Versicherungen-News 11.01.2011

AXA Ruhestand-Barometer 2010

Altersvorsorge: Deutsche planen früh, aber sparen wenig

Kinder motivieren die Deutschen, sich um eine private Altersvorsorge zu kümmern, wie das AXA Ruhestand-Barometer 2010, eine in 13 Ländern durchgeführte Studie zeigt. Die Befragung zeigt auch, dass die Deutschen zwar "Frühplaner", aber "Wenigsparer" sind.

Köln (red) - Die Deutschen sind Familienmenschen – auch in Bezug auf ihre Altersvorsorge. Das AXA Ruhestand-Barometer zeigt: Neben der hauptsächlichen Sorge um sinkende gesetzliche Renten ist es vor allem der Nachwuchs, der 39 Prozent der befragten Erwerbstätigen motiviert, sich finanziell fürs Alter abzusichern. Bei den 25- bis 34-Jährigen geben sogar 50 Prozent dies als Hauptgrund an.

Deutsche wissen, wie viel Rente sie bekommen

62 Prozent der befragten deutschen Erwerbstätigen geben an, genau oder ungefähr zu wissen, wie hoch ihre gesetzliche Rente sein wird. Damit fühlen sich die Deutschen zusammen mit den Schweizern (63 Prozent) im internationalen Vergleich mit Abstand am besten über ihr zu erwartendes gesetzliches Renteneinkommen informiert. Zum Vergleich: In Spanien haben 75 Prozent der Erwerbstätigen keine Vorstellung ihrer künftigen Rente, in Großbritannien sind es 72 Prozent, in Frankreich 71 Prozent.
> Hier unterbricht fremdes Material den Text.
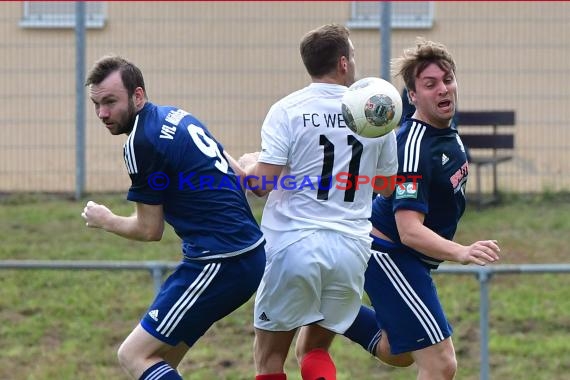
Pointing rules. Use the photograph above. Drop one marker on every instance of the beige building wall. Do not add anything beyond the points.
(227, 62)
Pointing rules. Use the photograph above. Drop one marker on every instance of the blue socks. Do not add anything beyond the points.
(365, 330)
(160, 371)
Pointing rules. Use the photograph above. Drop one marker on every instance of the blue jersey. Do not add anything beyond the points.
(174, 161)
(432, 170)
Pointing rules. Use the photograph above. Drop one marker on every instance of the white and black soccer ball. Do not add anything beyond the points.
(372, 107)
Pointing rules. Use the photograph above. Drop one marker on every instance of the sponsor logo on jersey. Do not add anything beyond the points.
(407, 190)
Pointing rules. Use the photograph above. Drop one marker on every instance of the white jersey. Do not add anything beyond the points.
(306, 133)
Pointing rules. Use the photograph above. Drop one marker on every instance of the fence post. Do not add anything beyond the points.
(484, 275)
(157, 272)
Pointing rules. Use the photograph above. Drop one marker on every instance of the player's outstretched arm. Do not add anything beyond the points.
(414, 234)
(146, 224)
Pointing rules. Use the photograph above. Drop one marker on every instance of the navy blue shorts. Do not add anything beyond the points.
(197, 294)
(404, 296)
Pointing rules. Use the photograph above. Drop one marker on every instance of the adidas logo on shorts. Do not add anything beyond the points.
(153, 314)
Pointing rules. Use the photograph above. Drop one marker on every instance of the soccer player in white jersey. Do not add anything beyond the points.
(315, 223)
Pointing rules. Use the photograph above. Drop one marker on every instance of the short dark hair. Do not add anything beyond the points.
(415, 60)
(130, 74)
(321, 48)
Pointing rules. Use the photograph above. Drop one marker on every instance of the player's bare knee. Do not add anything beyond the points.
(125, 357)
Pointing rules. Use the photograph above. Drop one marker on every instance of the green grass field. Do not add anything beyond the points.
(63, 324)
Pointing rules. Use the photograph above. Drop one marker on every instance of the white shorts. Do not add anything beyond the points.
(319, 278)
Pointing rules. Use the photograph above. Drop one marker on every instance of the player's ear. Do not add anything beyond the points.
(412, 96)
(140, 96)
(343, 64)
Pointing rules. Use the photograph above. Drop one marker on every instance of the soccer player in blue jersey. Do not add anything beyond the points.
(181, 176)
(413, 229)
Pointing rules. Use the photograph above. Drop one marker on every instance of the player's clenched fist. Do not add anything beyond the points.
(95, 214)
(482, 252)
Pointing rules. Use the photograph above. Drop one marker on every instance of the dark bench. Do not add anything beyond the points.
(488, 145)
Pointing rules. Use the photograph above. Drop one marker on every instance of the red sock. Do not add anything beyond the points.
(318, 365)
(271, 376)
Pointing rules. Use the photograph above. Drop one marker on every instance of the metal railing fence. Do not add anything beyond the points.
(158, 269)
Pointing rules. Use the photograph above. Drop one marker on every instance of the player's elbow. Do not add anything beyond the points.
(407, 238)
(152, 233)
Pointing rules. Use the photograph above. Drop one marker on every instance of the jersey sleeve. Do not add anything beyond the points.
(149, 174)
(413, 180)
(275, 137)
(388, 159)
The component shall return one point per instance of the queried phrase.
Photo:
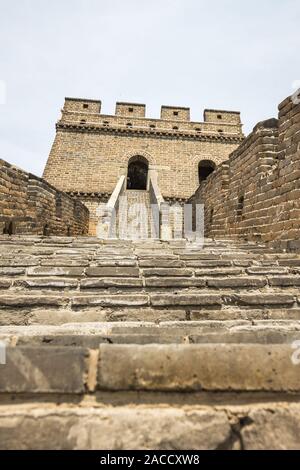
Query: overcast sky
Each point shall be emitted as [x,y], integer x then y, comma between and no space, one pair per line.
[225,54]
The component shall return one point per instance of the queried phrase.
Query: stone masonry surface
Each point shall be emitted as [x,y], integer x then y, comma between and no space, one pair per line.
[29,204]
[255,194]
[91,150]
[114,344]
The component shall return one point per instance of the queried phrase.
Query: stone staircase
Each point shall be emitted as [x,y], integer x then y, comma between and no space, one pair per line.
[144,344]
[135,218]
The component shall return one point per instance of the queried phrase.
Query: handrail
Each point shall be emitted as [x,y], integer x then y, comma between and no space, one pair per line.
[107,215]
[156,201]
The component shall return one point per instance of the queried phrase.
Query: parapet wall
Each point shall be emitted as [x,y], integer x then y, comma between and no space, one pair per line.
[29,205]
[255,194]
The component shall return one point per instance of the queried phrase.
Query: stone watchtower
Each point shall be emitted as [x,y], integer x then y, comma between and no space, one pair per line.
[95,155]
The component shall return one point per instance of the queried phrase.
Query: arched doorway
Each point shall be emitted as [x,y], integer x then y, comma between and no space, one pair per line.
[137,175]
[205,168]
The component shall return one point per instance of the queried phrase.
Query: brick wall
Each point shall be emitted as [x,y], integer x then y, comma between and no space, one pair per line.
[29,204]
[91,151]
[255,195]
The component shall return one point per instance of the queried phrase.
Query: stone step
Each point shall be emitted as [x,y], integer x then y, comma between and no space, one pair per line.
[152,367]
[198,426]
[92,335]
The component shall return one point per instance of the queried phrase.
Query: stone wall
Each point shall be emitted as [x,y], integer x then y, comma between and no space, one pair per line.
[255,195]
[91,151]
[29,205]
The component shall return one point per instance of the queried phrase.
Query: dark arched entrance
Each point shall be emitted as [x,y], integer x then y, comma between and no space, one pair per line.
[205,168]
[137,174]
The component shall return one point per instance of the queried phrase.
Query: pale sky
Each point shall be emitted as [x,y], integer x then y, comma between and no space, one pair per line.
[224,54]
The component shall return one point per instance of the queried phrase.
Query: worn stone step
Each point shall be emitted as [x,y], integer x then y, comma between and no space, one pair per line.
[198,367]
[174,282]
[112,272]
[236,282]
[97,283]
[55,271]
[154,367]
[167,272]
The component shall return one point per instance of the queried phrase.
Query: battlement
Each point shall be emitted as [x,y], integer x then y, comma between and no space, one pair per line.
[77,111]
[130,109]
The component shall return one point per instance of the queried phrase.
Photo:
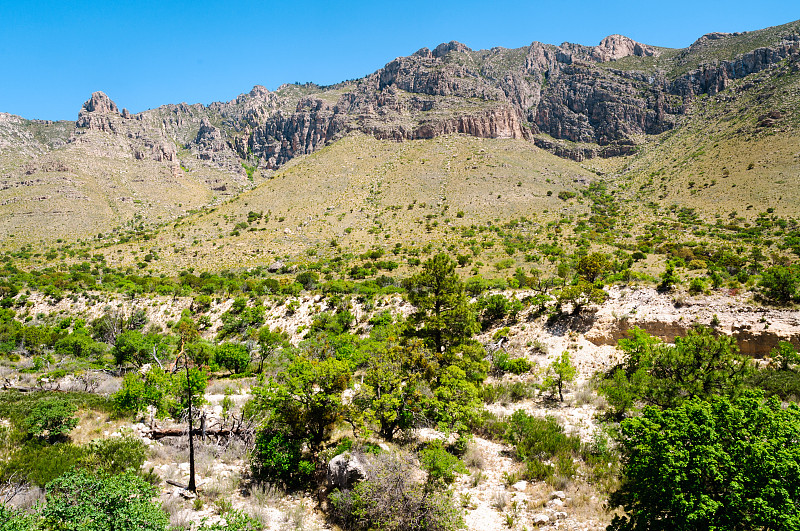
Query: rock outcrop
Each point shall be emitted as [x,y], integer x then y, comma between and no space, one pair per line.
[568,99]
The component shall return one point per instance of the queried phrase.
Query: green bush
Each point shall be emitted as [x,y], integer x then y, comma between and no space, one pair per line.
[116,454]
[723,464]
[779,284]
[537,440]
[276,456]
[39,463]
[51,419]
[233,356]
[440,465]
[79,501]
[392,500]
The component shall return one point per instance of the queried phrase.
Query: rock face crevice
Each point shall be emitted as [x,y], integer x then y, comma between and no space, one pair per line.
[570,99]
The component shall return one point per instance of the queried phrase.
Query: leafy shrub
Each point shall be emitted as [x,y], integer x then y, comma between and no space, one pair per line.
[503,363]
[538,438]
[391,499]
[39,463]
[277,456]
[722,464]
[116,454]
[701,364]
[79,501]
[559,373]
[51,419]
[233,356]
[440,464]
[779,284]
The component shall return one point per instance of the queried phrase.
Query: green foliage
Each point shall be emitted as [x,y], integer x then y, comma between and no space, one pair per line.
[51,419]
[502,363]
[779,284]
[116,454]
[39,463]
[669,279]
[233,356]
[441,465]
[723,464]
[559,373]
[391,391]
[240,318]
[134,347]
[391,499]
[79,501]
[701,364]
[305,399]
[233,520]
[593,267]
[496,307]
[443,315]
[537,440]
[155,388]
[279,457]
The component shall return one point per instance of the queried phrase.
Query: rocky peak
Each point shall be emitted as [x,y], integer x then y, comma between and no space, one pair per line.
[100,103]
[259,90]
[616,47]
[452,46]
[207,133]
[99,113]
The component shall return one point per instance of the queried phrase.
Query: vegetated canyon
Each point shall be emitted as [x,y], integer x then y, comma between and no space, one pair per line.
[552,286]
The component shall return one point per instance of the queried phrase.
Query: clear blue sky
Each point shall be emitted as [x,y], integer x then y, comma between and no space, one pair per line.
[54,54]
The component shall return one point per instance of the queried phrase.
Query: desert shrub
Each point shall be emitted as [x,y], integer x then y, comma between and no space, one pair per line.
[233,356]
[696,286]
[779,284]
[502,363]
[440,465]
[391,499]
[559,373]
[79,501]
[506,392]
[538,438]
[723,464]
[39,463]
[116,454]
[51,419]
[278,457]
[79,345]
[496,307]
[701,364]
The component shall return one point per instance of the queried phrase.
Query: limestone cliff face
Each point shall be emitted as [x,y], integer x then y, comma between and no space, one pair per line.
[142,140]
[568,99]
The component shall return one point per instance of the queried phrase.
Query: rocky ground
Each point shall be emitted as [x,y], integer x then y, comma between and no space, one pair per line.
[491,494]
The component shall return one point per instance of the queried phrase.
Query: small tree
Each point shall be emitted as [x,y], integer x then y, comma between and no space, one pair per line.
[779,284]
[79,501]
[723,464]
[233,356]
[50,419]
[443,314]
[559,373]
[592,267]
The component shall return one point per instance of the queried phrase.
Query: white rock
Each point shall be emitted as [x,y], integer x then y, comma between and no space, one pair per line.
[539,519]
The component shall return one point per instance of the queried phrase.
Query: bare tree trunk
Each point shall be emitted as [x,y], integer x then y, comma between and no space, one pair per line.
[192,486]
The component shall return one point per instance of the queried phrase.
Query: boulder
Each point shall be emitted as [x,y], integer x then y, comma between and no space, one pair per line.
[345,470]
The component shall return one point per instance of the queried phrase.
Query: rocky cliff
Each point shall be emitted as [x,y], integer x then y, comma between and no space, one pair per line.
[574,100]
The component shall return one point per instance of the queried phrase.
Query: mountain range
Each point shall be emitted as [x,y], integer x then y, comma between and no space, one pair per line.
[619,112]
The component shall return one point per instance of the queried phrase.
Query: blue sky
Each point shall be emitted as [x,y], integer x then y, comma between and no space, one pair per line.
[54,54]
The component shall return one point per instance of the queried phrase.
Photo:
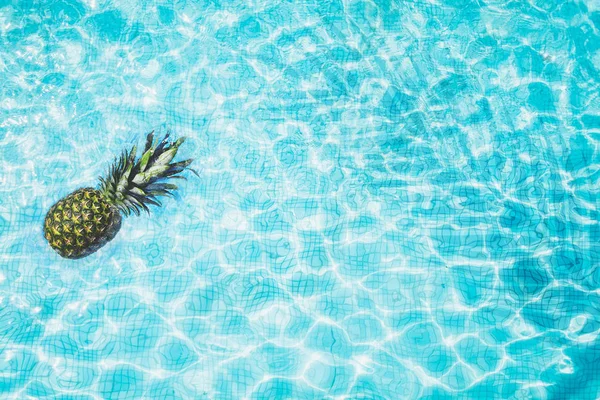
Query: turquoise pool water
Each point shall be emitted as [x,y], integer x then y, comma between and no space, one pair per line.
[397,200]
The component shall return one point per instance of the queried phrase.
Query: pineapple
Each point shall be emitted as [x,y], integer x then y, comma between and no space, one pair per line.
[85,220]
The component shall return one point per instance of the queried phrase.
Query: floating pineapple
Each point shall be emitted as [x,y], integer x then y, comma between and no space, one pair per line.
[87,219]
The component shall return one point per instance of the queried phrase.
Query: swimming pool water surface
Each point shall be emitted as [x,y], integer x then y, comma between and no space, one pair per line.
[396,199]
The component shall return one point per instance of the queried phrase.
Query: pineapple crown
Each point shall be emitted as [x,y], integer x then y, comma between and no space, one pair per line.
[132,184]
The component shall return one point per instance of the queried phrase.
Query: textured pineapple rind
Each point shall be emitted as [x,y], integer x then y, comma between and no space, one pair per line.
[81,223]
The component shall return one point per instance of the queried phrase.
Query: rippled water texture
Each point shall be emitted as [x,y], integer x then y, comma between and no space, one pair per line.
[396,199]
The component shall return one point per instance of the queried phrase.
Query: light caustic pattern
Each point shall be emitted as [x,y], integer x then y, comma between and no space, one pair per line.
[396,199]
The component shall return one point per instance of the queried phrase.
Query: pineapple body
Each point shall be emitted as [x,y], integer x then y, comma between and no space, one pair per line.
[81,223]
[87,219]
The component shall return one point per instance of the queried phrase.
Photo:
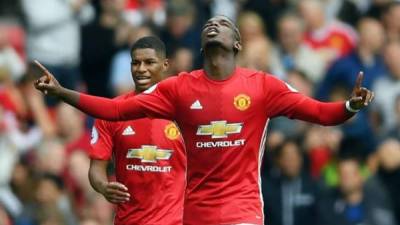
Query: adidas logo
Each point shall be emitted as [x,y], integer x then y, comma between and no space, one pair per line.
[128,131]
[196,105]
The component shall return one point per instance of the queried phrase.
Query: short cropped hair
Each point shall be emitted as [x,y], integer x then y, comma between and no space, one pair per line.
[151,42]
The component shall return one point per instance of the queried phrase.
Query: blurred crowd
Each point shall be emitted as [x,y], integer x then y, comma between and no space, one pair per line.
[312,175]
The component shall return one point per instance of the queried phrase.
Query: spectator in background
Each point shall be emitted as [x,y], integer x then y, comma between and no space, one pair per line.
[364,58]
[292,53]
[182,60]
[181,29]
[388,155]
[289,193]
[256,46]
[339,78]
[332,39]
[390,85]
[394,132]
[18,138]
[54,206]
[269,11]
[9,59]
[73,135]
[282,128]
[391,20]
[352,203]
[4,217]
[54,35]
[22,179]
[100,41]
Viele wollen später oder garnicht privat vorsorgen

Die Hälfte der jüngeren Erwerbstätigen in Deutschland im Alter von 25 bis 34 Jahren glaubt nicht, dass die staatliche Rente im Ruhestand später für sie ausreichen wird. Rund 50 Prozent dieser Altersgruppe erwarten deshalb, einen Großteil des Ruhestandseinkommens aus privater Vorsorge beziehen zu müssen.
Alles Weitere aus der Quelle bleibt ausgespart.